Metal pollutants in marine systems are broadly acknowledged as deleterious: however, very little data exist for tropical scleractinian corals. We address this gap by investigating how life-history stage, season and thermal stress influence the toxicity of copper (Cu) and lead (Pb) in the coral Pocillopora damicornis. Our results show that under ambient temperature, adults and larvae appear to tolerate exposure to unusually high levels of copper (96 h-LC₅₀ ranging from 167 to 251 μg Cu L⁻¹) and lead (from 477 to 742 μg Pb L⁻¹). Our work also highlights that warmer conditions (seasonal and experimentally manipulated) reduce the tolerance of adults and larvae to Cu toxicity. Despite a similar trend observed for the response of larvae to Pb toxicity to experimentally induced increase in temperature, surprisingly adults were more resistant in warmer condition to Pb toxicity. In the summer adults were less resistant to Cu toxicity (96 h-LC₅₀ = 175 μg L⁻¹) than in the winter (251 μg L⁻¹). An opposite trend was observed for the Pb toxicity on adults between summer and winter (96 h-LC₅₀ of 742 vs 471 μg L⁻¹, respectively). Larvae displayed a slightly higher sensitivity to Cu and Pb than adults. An experimentally induced 3 °C increase in temperature above ambient decreased larval resistance to Cu and Pb toxicity by 23–30% (96 h-LC₅₀ of 167 vs 129 μg Cu L⁻¹ and 681 vs 462 μg Pb L⁻¹).
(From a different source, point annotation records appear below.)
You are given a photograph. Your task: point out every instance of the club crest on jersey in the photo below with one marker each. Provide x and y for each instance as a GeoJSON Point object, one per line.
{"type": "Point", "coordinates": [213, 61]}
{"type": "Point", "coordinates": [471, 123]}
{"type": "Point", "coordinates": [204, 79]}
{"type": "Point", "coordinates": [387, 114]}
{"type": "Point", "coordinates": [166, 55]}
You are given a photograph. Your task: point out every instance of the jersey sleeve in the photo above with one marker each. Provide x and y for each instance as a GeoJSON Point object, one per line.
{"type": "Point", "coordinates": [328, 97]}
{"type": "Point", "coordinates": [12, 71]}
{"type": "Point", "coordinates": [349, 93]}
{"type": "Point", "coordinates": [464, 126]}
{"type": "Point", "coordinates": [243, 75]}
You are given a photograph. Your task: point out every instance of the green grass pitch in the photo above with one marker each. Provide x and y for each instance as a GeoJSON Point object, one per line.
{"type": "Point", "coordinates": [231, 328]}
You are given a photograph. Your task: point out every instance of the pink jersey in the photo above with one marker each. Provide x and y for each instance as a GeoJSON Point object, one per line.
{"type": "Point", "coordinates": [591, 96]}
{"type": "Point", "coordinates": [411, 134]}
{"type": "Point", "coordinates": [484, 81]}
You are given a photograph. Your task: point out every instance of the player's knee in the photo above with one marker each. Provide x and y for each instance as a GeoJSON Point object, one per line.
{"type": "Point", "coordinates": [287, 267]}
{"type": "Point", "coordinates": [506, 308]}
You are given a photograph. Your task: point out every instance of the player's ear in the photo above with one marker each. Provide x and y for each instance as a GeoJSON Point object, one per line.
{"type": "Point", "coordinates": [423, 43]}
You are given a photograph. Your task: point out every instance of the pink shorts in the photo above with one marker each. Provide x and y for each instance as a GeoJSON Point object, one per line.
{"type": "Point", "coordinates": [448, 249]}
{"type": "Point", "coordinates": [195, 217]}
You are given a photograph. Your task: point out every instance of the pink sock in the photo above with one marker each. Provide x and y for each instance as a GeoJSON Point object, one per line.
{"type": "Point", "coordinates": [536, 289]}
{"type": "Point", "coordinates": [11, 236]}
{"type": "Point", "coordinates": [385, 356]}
Our data support the paradigm that upward excursions in temperature influence physiological processes in corals that play key roles in regulating metal toxicity. These influences are more pronounced in larva versus adult corals. These findings are important when contextualized climate change-driven warming in the oceans and highlight that predictions of ecological outcomes to metal pollutants will be improved by considering environmental context and the life stages of organism under study.